Jim Lanard, president of OffshoreWindDC, said, “We are delighted to join with AWEA to advocate for policies that will support the development of this well-established technology. Our joint efforts will lead to job creation, significant economic development opportunities and environmental and energy security for our country.”

“The creation of this coalition demonstrates the growing interest in offshore wind energy in the U.S.,” said AWEA CEO Denise Bode. “Offshore wind provides a great opportunity to increase the use of renewable energy, thanks to the strong and steady winds that blow off our shores and proximity to electricity demand centers, particularly along the Eastern Seaboard and in the Great Lakes.”

The new coalition will join AWEA in working to secure long-term tax policy for offshore wind and shorten the permitting timeline for projects.

The effort will involve AWEA, offshore wind developers, and other stakeholders in states such as Maine, Massachusetts, Rhode Island, New York, New Jersey, Delaware, Maryland, Virginia, North Carolina, Michigan, Illinois and Ohio.

Bode said, “Offshore wind energy is proven in Europe, and will soon be hard at work here in America, powering our economy, protecting our environment, and creating jobs.”

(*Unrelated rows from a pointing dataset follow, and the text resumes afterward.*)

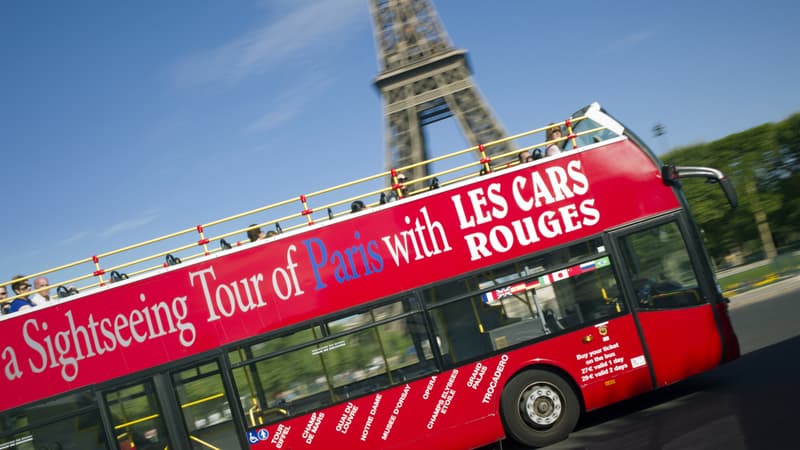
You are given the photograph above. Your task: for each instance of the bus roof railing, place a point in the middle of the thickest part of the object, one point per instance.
(103, 264)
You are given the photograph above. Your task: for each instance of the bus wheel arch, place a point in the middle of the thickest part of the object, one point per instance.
(540, 405)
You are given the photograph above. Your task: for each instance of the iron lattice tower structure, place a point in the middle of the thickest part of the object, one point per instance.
(424, 79)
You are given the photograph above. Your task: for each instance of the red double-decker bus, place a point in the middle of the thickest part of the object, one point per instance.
(497, 299)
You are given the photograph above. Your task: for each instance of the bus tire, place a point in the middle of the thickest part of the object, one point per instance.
(539, 408)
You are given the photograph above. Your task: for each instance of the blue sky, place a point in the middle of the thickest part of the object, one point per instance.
(122, 121)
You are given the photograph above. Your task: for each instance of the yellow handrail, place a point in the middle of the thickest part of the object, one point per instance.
(289, 220)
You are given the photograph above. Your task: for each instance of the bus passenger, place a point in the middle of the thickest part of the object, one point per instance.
(357, 206)
(42, 296)
(20, 286)
(255, 233)
(554, 148)
(3, 297)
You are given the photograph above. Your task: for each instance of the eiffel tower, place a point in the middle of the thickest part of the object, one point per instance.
(424, 79)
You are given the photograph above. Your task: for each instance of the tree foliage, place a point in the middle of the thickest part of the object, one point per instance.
(764, 165)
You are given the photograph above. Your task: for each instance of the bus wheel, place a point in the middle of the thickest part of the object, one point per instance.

In June, Secretary of the Interior Ken Salazar and the governors of 10 East Coast states signed a Memorandum of Understanding that formally establishes an Atlantic Offshore Wind Energy Consortium to promote the efficient, orderly, and responsible development of wind resources on the  Outer Continental Shelf.

On April 21, the federal government approved Cape Wind, a 130-turbine wind power project in Nantucket Sound off the Massachusetts coast that is the nation’s first approved offshore wind development.

A public-private partnership in New York State is developing a 350-megawatt offshore wind project. The Long Island – New York City Offshore Wind Project would be located about 13 nautical miles off the Rockaway Peninsula in the New York City borough of Queens.

The New York Power Authority now is reviewing five proposals from wind developers to build offshore wind turbines in lakes Ontario or Erie. Lawmakers in some lakeside counties have expressed opposition.

In addition, NRG Bluewater Wind has proposed wind power projects off the coasts of Delaware, Maryland, and New Jersey; and Deepwater Wind is involved with projects off the coasts of Rhode Island and New Jersey.

On August 19, New Jersey Governor Chris Christie signed into law the most comprehensive legislation yet passed by a state to support the development of offshore wind energy. The Offshore Wind Economic Development Act directs the New Jersey Board of Public Utilities to develop and establish an offshore wind renewable energy certificate program that requires a percentage of electricity sold in the state to be from offshore wind energy.

There have been some setbacks. On August 20, Duke Energy announced the cancellation of plans to develop a three-turbine offshore wind demonstration project in a lagoon in North Carolina’s Pamlico Sound. Duke blamed high costs and greater than expected environmental impacts.

Nevertheless, the U.S. Department of Energy estimates that of the 300,000 MW of wind power that could generate 20 percent of U.S. electricity in 20 years, 50,000 MW would likely be offshore.